How to Blog

Hi, my name is Adrian. I’m starting this blog because I have accrued great knowledge on blogging with no sufficient outlet for that knowledge. This knowledge must get out of my head. Thus my first post is a quick primer on the three most common problems new bloggers face:

1) Got “Bvoice”?

The ultimate key to weblogging, or “blogging,” is to develop an appealing webvoice, or “bvoice” (pronunciation: buh-voice). With the right bvoice, even the most mundane or disgusting details of your life will flourish into brilliant nuggets of Internet gold. Often, a bloggers bvoice is just a replica of their real life voice but with poorer spelling. Wrong way to do it, buddy! Instead, think of blogging as a chance to reinvent yourself in a new, interesting way. Let’s say you are a poor sharecropper living in eastern Nevada and you’re starting a blog. The wrong bvoice would be one that says “Look at me, I am a poor and dusty old sharecropper who’s being overrun by corporate farms.

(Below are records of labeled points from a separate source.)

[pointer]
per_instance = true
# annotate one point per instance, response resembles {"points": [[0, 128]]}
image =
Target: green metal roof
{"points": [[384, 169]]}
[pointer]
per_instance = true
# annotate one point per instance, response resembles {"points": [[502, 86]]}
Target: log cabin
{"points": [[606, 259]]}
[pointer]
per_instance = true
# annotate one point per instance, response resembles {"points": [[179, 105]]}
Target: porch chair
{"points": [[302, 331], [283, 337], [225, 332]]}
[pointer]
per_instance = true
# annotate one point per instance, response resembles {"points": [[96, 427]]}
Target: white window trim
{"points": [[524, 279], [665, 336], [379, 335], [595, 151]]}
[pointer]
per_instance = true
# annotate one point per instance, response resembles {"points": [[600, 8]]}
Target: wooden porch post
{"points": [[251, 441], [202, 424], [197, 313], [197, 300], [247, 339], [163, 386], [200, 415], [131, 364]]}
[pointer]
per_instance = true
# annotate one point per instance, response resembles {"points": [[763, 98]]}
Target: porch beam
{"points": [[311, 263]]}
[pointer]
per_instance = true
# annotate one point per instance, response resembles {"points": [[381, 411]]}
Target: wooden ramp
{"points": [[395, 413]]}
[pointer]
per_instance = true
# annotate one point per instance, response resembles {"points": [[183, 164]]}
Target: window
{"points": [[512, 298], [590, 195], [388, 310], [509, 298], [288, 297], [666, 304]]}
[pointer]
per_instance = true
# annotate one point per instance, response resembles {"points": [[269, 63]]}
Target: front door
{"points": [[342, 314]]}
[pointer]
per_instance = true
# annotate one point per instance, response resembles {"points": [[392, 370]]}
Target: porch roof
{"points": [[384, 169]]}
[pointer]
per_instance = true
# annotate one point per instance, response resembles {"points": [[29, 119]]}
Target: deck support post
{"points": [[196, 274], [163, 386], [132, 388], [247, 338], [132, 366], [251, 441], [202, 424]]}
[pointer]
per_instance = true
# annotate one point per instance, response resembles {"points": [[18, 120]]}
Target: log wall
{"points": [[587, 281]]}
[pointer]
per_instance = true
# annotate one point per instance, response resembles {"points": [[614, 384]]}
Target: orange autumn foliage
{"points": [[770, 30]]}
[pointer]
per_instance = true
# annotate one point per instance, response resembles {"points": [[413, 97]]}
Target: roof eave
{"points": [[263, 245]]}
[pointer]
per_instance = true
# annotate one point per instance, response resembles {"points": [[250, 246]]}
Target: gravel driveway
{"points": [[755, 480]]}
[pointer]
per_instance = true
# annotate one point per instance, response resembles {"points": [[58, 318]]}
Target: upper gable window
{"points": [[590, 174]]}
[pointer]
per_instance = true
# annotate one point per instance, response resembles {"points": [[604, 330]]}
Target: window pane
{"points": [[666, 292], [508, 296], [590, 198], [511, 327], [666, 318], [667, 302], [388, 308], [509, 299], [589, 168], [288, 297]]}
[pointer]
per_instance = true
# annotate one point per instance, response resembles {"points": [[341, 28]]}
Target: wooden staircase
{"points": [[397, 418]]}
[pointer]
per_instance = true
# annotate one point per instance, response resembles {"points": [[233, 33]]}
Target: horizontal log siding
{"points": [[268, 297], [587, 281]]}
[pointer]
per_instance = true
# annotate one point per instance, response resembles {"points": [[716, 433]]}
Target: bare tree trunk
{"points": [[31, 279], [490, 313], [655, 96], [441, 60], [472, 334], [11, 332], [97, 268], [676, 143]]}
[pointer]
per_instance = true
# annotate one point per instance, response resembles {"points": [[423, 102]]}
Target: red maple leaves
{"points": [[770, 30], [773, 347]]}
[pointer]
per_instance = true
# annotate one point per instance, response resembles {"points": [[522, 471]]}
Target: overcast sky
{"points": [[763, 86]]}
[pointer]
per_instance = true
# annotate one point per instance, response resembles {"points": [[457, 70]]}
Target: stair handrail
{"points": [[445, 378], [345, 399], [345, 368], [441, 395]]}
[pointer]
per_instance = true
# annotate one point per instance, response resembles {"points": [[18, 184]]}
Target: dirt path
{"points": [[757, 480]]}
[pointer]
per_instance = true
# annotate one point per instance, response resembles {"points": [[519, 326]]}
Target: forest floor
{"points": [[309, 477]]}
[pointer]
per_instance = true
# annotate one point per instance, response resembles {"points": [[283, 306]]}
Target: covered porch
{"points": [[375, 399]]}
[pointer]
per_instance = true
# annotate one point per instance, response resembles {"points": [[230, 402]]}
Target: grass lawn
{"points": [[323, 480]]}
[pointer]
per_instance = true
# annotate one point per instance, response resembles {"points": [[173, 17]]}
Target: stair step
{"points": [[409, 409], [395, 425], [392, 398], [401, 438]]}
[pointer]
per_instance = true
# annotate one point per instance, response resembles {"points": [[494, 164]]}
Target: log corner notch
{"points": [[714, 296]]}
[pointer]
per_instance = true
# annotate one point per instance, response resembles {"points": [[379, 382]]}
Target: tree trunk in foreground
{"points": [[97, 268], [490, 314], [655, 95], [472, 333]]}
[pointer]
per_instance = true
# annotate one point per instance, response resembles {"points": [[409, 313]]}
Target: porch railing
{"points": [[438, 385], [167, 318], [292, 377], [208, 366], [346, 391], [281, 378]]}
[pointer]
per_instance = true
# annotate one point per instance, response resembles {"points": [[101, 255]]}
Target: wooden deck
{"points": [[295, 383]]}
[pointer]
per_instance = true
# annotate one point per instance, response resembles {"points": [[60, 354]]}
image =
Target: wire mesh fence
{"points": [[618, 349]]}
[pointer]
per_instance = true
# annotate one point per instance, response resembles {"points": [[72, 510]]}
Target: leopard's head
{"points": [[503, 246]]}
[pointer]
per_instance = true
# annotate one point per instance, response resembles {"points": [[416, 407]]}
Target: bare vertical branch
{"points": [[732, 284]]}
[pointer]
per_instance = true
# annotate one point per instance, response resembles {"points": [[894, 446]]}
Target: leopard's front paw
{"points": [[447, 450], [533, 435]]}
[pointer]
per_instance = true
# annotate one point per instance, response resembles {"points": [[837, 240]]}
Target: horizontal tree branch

Plus, who the hell is a sharecropper these days anyway? I’m lonely.” No. Instead, you should play up the appealing parts of your life as a poor sharecropper, like the hours you spend outside in nature, your favorite crop, or the happy times you’ve had with Cheryl, your emaciated cow. If your life has no appealing parts, just write down the exact opposite of every thought or event in your horrible existence. Voila! Your tired old voice has become an appealing, marketable bvoice!

2) When Do I Blog?

Asking this is like asking when you should masturbate! Always, obviously! But seriously, you should be blogging whenever you are not working or masturbating. Actually, you should probably even blog then, too. A good way to boost your blog posts is to blog about blogging. Still, many people have trouble blogging regularly. The way I would solve this problem would be to imagine that each blog post earns you one point. It’s that easy.

3) What if I am racist?

If you insist on being racist in your blog, be smart about it. You should only be racist towards people who have no means of accidentally stumbling across your blog and being offended by it. The obvious choice would be the Sentinelese, an island-dwelling hunter-gatherer tribe with a population of 250 and only one 56.6k modem between them. Also, the Irish are largely allergic to the Internet, so you should be pretty safe with them too.